South Korean teachers are facing the latest round in their long struggle to defend their union, the Korean Teachers Union from government attacks. The government has outlawed the union because it includes among its 60,000 members, 22 who were sacked for writing a statement against the previous administration in 2009.

The leader of the Korean Teachers Union was arrested in December along with 137 other trade unionists when police attacked the headquarters o the Korean Confederation of Trade Unions. The government of Guen Hye Park came to power a year ago on a manifesto which included several welcome policies such as an increase in the old age pension and no privatisation of key public services. However since coming to power she has reneged on all these pledges and is pressing ahead with privatisation in health and education. Moreover her government has consistently attacked democratic rights in the country and in particular the right to organise in trade unions and campaign for social justice.

South Korea is one of the top-performing countries in the OECD's PISA study. It is interesting that the kind of 'excellence' recognised by PISA is one achieved by stifling teachers and forcing them to teach a narrow and completely prescribed curriculum, at pain of sanction if they are found teaching the wrong thing or at the wrong time. The KTU has consistently fought against these constraints as well as standardised testing, and has promoted a democratic vision of education, which encourages children to think critically about the world they live in. It is partly for that reason that it is subject to continual attack from successive governments who attempt to destroy the union by arresting its leaders and by penalising members who take part in action.

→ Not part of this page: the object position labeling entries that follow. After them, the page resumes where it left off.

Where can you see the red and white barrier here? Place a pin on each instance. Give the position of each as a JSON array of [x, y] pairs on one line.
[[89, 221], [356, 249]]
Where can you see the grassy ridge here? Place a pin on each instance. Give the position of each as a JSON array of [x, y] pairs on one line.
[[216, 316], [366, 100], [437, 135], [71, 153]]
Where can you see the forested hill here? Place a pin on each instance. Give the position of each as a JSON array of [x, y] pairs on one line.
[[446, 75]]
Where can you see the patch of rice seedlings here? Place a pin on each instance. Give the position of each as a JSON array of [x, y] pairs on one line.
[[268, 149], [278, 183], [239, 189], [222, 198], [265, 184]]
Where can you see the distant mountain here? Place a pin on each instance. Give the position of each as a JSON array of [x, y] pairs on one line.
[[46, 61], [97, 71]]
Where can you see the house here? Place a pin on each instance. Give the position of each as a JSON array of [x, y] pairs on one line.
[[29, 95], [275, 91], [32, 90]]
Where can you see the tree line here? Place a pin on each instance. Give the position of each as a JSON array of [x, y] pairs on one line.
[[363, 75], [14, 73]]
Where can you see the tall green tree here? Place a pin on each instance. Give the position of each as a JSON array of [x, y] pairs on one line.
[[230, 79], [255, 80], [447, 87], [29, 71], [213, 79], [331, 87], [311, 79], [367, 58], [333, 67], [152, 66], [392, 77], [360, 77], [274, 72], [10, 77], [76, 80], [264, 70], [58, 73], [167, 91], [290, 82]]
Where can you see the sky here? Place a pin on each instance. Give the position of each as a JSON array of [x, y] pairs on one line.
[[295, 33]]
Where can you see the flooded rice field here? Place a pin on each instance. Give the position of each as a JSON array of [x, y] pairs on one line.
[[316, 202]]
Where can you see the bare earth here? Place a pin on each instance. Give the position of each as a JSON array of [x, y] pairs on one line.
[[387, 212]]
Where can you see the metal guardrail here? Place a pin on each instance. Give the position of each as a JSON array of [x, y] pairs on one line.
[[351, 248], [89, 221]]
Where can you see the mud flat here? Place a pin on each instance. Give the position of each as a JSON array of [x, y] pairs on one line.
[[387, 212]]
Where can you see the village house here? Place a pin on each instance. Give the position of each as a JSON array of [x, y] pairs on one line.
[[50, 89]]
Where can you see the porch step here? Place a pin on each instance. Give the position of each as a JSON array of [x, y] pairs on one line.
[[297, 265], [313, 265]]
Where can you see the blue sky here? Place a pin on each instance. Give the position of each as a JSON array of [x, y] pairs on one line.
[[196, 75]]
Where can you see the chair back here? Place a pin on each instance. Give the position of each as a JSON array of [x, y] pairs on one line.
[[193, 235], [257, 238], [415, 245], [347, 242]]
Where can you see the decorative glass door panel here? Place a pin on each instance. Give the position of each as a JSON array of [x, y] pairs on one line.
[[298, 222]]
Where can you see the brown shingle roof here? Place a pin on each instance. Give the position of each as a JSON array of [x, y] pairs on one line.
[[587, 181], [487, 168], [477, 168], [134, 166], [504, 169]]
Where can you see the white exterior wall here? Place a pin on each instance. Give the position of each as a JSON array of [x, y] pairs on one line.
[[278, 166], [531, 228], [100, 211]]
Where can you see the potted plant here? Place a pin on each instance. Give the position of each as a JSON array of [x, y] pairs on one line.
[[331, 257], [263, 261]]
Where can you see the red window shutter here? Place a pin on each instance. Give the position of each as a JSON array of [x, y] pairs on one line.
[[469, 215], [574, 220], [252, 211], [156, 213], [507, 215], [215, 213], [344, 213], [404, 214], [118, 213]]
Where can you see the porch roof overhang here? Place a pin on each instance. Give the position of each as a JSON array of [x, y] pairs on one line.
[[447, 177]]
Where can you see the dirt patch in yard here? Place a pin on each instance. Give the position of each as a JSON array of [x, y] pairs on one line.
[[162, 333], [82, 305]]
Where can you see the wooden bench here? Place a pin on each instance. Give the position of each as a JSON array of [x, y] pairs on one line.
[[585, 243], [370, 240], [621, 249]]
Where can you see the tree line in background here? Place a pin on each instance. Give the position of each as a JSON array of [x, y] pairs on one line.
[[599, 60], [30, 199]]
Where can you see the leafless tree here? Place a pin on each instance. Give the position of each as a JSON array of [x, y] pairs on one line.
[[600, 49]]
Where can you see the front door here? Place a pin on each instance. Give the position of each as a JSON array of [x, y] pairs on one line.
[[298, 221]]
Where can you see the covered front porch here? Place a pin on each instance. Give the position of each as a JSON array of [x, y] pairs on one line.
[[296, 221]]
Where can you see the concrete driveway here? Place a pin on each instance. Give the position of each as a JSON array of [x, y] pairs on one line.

These tactics are continuing with the current strike, with teachers and other union members being threatened with disciplinary action if they  take part.

The government is instructing the 78 staff members of the KTU to return to their teaching posts, which they are refusing to do. Moreover they are planning an 'all out struggle' against the moves which will start with a partial walkout next Friday (June 27th). On July 12th there will be a mass rally of teachers. The government has threatened 'stern punishment' if they go ahead with their actions.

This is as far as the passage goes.